The result, eventually rampant inflation and a reduction in living standards.

The euro has been a disaster for Ireland, Spain, Greece, etc when measured in terms of competitiveness.


----------



## onq (17 Oct 2010)

I agree.

It was foreseen at the time but we had assurances about being "part of something bigger".

The trouble is the something bigger isn't fully formed and so as partially part of something bigger we are between a rock and a hard place.

This suggests a full federalization of Europe is required to stabilise Ireland, with us becoming a northwestern province without autonomous control of our economy or government.

Given how FUBAR the current situation is, and the availability of likely people of vision to lead us out of this in Brussels or Ireland or the rest of Europe, I'm not sure what way to go.

Free fall exchange rates and opening ourselves to competition from Third World Countries - aka globalization - doesn't seem to be doing us many favours, does it?

Rapid change is not designed to benefit the many or even a country.
Its designed to concentrate wealth in the hands of the few and destabilize the middle classes.

ONQ.


----------



## roker (17 Oct 2010)

When the Euro was formed it was parity with the Dollar and about £1.30 so are we not lower now. It all seems relative. I know because my UK pension took a drop


----------



## onq (17 Oct 2010)

Are you referring to Sterling or Punts with that pound sign?

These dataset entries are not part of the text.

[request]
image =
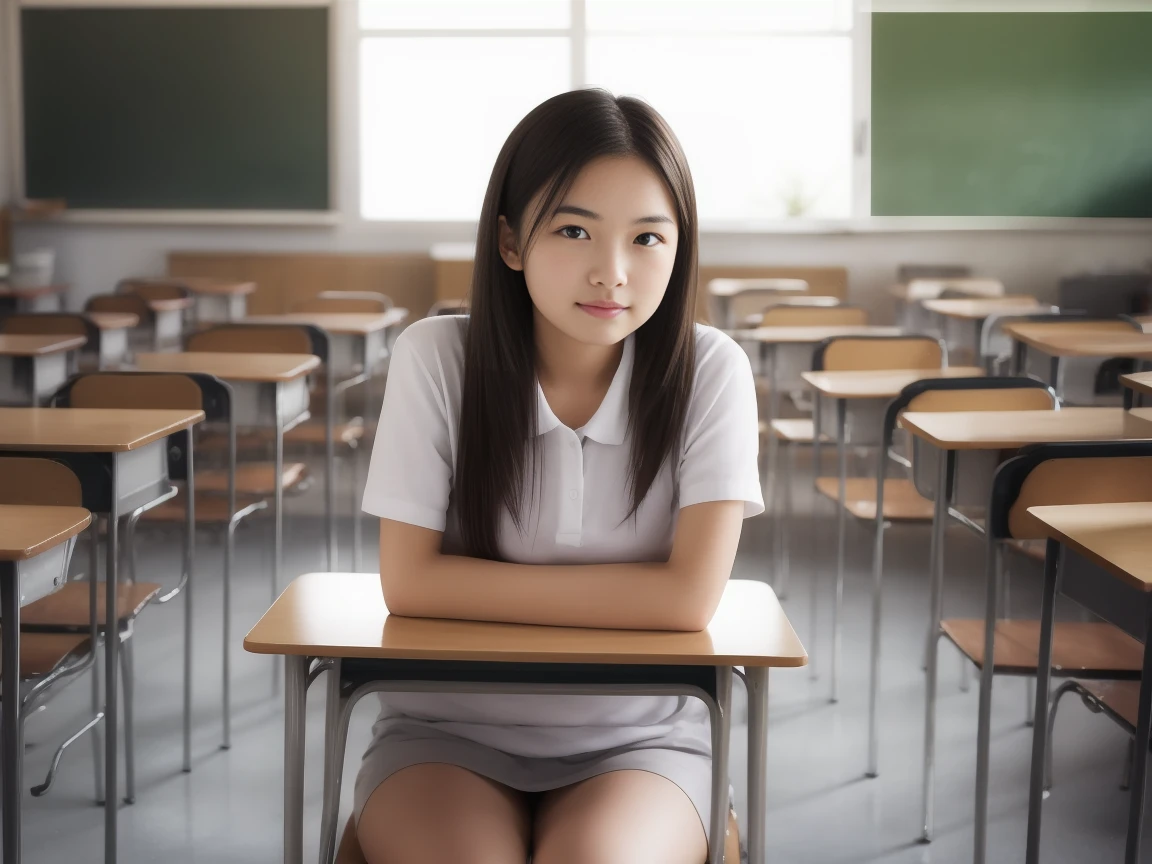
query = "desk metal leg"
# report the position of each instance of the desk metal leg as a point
(935, 603)
(815, 576)
(721, 728)
(111, 703)
(1138, 790)
(984, 714)
(279, 532)
(189, 568)
(12, 756)
(757, 681)
(873, 696)
(295, 703)
(330, 467)
(1043, 679)
(841, 542)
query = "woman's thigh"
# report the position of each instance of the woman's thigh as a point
(624, 817)
(438, 813)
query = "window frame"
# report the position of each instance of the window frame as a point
(353, 35)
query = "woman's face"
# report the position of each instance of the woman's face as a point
(599, 267)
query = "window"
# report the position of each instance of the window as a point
(759, 92)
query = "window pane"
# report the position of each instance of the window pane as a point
(464, 14)
(730, 15)
(426, 151)
(765, 121)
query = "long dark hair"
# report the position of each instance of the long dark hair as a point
(544, 154)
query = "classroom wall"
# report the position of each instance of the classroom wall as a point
(91, 258)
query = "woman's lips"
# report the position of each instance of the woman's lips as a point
(601, 311)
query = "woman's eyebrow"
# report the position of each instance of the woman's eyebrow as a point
(570, 210)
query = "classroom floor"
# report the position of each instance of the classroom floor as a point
(820, 808)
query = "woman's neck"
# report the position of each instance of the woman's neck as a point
(562, 362)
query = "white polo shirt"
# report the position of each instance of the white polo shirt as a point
(578, 516)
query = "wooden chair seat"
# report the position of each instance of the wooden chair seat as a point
(252, 478)
(901, 500)
(1078, 648)
(795, 431)
(40, 653)
(349, 851)
(211, 509)
(1120, 697)
(68, 608)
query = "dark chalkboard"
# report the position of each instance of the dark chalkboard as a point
(177, 108)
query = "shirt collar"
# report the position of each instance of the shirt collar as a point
(609, 423)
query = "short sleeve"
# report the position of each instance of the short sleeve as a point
(409, 478)
(721, 433)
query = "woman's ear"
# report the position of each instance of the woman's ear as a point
(509, 248)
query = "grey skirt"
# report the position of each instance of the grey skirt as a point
(401, 747)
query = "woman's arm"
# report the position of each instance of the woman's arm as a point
(679, 595)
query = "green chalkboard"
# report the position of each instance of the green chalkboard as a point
(1012, 114)
(176, 108)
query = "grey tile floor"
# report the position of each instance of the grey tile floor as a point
(820, 808)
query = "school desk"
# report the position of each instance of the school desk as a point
(861, 400)
(962, 449)
(339, 622)
(1115, 539)
(31, 298)
(270, 391)
(722, 292)
(967, 315)
(36, 544)
(121, 460)
(33, 366)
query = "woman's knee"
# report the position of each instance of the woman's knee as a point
(437, 813)
(626, 817)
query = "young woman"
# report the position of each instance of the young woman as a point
(576, 452)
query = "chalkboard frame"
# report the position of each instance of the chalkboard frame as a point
(325, 215)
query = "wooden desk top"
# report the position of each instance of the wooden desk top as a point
(264, 368)
(37, 346)
(1115, 536)
(342, 614)
(1083, 339)
(211, 286)
(1002, 430)
(356, 324)
(977, 309)
(28, 531)
(881, 384)
(921, 289)
(1141, 381)
(732, 287)
(810, 335)
(89, 430)
(113, 320)
(31, 290)
(169, 305)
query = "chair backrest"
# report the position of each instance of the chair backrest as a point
(153, 289)
(1066, 474)
(131, 303)
(372, 301)
(252, 339)
(908, 272)
(448, 307)
(38, 483)
(877, 353)
(803, 316)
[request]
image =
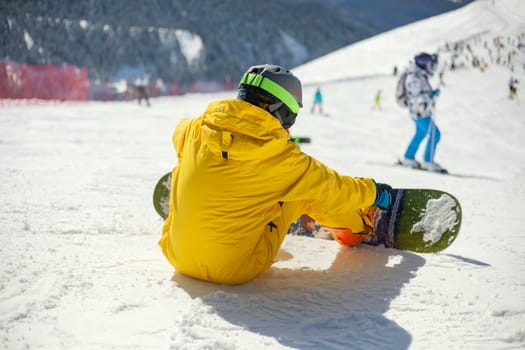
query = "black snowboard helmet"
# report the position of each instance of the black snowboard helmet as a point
(274, 89)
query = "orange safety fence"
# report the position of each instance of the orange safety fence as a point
(46, 82)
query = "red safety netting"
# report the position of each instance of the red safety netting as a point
(47, 82)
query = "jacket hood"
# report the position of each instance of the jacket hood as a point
(242, 130)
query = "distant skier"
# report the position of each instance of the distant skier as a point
(421, 103)
(513, 88)
(377, 100)
(141, 91)
(318, 101)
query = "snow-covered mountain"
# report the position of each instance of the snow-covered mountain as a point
(81, 268)
(177, 40)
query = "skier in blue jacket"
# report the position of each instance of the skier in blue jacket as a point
(421, 104)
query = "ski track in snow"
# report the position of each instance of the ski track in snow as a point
(81, 268)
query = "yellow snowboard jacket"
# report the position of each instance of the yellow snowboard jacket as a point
(239, 183)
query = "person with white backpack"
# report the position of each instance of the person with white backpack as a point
(420, 98)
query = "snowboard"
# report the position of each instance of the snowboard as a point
(419, 220)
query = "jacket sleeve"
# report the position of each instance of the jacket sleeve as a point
(180, 135)
(329, 195)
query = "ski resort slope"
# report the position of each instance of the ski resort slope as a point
(81, 268)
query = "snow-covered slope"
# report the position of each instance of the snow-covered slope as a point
(81, 268)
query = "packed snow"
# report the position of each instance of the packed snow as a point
(440, 215)
(81, 268)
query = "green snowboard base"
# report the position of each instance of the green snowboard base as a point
(419, 220)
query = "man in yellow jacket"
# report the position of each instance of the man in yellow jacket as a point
(240, 182)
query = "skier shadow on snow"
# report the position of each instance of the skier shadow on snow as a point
(343, 306)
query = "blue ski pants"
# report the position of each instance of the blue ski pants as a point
(424, 127)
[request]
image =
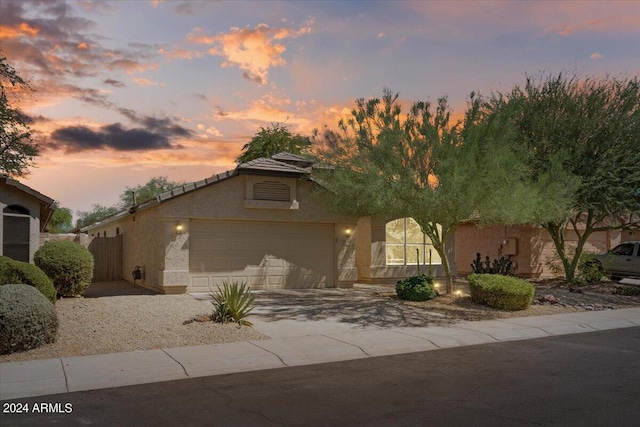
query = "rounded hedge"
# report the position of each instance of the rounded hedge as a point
(501, 292)
(68, 264)
(18, 272)
(27, 319)
(416, 288)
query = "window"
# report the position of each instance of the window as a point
(16, 233)
(625, 249)
(406, 244)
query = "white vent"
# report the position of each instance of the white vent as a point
(271, 190)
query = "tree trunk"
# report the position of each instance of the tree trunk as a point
(439, 243)
(557, 232)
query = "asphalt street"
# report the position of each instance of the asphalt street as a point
(589, 379)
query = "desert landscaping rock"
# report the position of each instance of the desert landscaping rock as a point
(114, 317)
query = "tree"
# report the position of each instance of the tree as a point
(17, 150)
(592, 129)
(61, 221)
(155, 186)
(421, 165)
(97, 213)
(273, 140)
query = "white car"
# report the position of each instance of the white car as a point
(621, 261)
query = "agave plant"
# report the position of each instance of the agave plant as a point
(232, 303)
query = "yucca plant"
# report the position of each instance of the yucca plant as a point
(232, 303)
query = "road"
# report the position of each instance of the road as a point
(590, 379)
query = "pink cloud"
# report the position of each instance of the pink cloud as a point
(254, 51)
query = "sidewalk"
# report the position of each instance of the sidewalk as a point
(291, 345)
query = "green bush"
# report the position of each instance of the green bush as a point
(500, 266)
(232, 303)
(18, 272)
(68, 264)
(501, 292)
(416, 288)
(27, 319)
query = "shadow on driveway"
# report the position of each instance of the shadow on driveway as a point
(355, 307)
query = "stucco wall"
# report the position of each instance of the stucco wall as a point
(490, 241)
(535, 252)
(371, 256)
(151, 241)
(11, 196)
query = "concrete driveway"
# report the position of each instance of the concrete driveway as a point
(288, 313)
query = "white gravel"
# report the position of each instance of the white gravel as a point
(116, 317)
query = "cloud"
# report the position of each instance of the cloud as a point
(210, 130)
(150, 133)
(113, 136)
(49, 38)
(254, 51)
(140, 81)
(114, 83)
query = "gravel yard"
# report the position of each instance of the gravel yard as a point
(117, 317)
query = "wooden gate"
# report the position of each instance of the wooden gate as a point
(107, 255)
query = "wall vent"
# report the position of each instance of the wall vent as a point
(271, 190)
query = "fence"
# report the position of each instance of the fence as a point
(107, 253)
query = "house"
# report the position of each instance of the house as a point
(529, 247)
(262, 224)
(25, 214)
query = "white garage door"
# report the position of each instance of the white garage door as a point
(262, 254)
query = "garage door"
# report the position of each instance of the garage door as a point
(262, 254)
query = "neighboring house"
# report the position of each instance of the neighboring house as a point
(529, 247)
(25, 214)
(261, 224)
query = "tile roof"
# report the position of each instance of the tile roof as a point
(271, 165)
(262, 164)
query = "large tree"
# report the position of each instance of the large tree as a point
(61, 221)
(144, 192)
(17, 149)
(97, 213)
(592, 128)
(273, 140)
(421, 165)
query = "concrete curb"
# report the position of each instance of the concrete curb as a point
(53, 376)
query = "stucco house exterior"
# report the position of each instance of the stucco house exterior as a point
(529, 247)
(261, 224)
(25, 214)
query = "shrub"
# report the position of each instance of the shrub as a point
(232, 303)
(589, 270)
(627, 290)
(18, 272)
(501, 292)
(68, 264)
(416, 288)
(27, 319)
(499, 266)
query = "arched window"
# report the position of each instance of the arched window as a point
(406, 244)
(16, 231)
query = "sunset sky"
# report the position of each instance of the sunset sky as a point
(127, 90)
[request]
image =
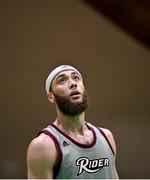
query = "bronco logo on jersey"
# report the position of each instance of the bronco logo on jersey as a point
(91, 166)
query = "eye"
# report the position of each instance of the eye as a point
(76, 77)
(62, 80)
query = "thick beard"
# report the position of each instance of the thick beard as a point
(72, 108)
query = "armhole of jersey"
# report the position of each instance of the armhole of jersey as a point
(102, 132)
(59, 152)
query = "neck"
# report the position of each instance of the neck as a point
(71, 123)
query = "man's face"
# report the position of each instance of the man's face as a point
(69, 93)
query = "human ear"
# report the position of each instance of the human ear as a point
(50, 97)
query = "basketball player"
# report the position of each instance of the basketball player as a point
(70, 147)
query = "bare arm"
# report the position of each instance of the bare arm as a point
(112, 142)
(41, 158)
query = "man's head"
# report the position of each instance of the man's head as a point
(65, 88)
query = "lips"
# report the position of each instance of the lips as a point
(74, 93)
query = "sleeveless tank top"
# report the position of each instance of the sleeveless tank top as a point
(82, 161)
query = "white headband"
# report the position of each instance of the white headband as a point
(56, 71)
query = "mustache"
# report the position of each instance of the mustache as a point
(70, 108)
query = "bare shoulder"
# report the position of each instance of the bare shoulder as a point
(42, 147)
(41, 156)
(110, 137)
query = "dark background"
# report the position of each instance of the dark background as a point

I don't see how it could both equal 1 Dollar and 1.30 Sterling.


----------



## Chris (18 Oct 2010)

onq said:


> Has anybody ever suggested that the EURO should devalue?
> What is the Irish borrowing figure from the Eurozone as a whole?
> How much of Ireland's borrowings are in dollars and how much in Euros?
> All the internal Euro Markets would maintain parity with each other if it devalued.
> ...



The biggest problem with direct devaluation (like Japan has been doing) is that it makes import prices very expensive. One of the most important products that Ireland and the EU import is oil, which has a knock on effect on all products sold. Also imagine the increase in prices of all the goods imported from China, all these would immediately go up in price, while the EU would still not be able to compete with Chinese production costs. At the very best you could hope for a break even between increased export income and increased import outgoings.
As for the practicalities of a direct devaluation, ringledman has already provided info that all major central banks are currently on a race to the bottom. Any major devaluation by the ECB will be matched by one in the other major central banks. This is already happening on a smaller scale and will end up in tears. The question is who's going to cry first.
The following link has been posted before on other threads. I paints a truely awful picture of Irish debt: http://www.nytimes.com/interactive/2010/05/02/weekinreview/02marsh.html


----------



## onq (18 Oct 2010)

Thanks Chris,

The diagram I had seen before but the picture wasn't that bad to me.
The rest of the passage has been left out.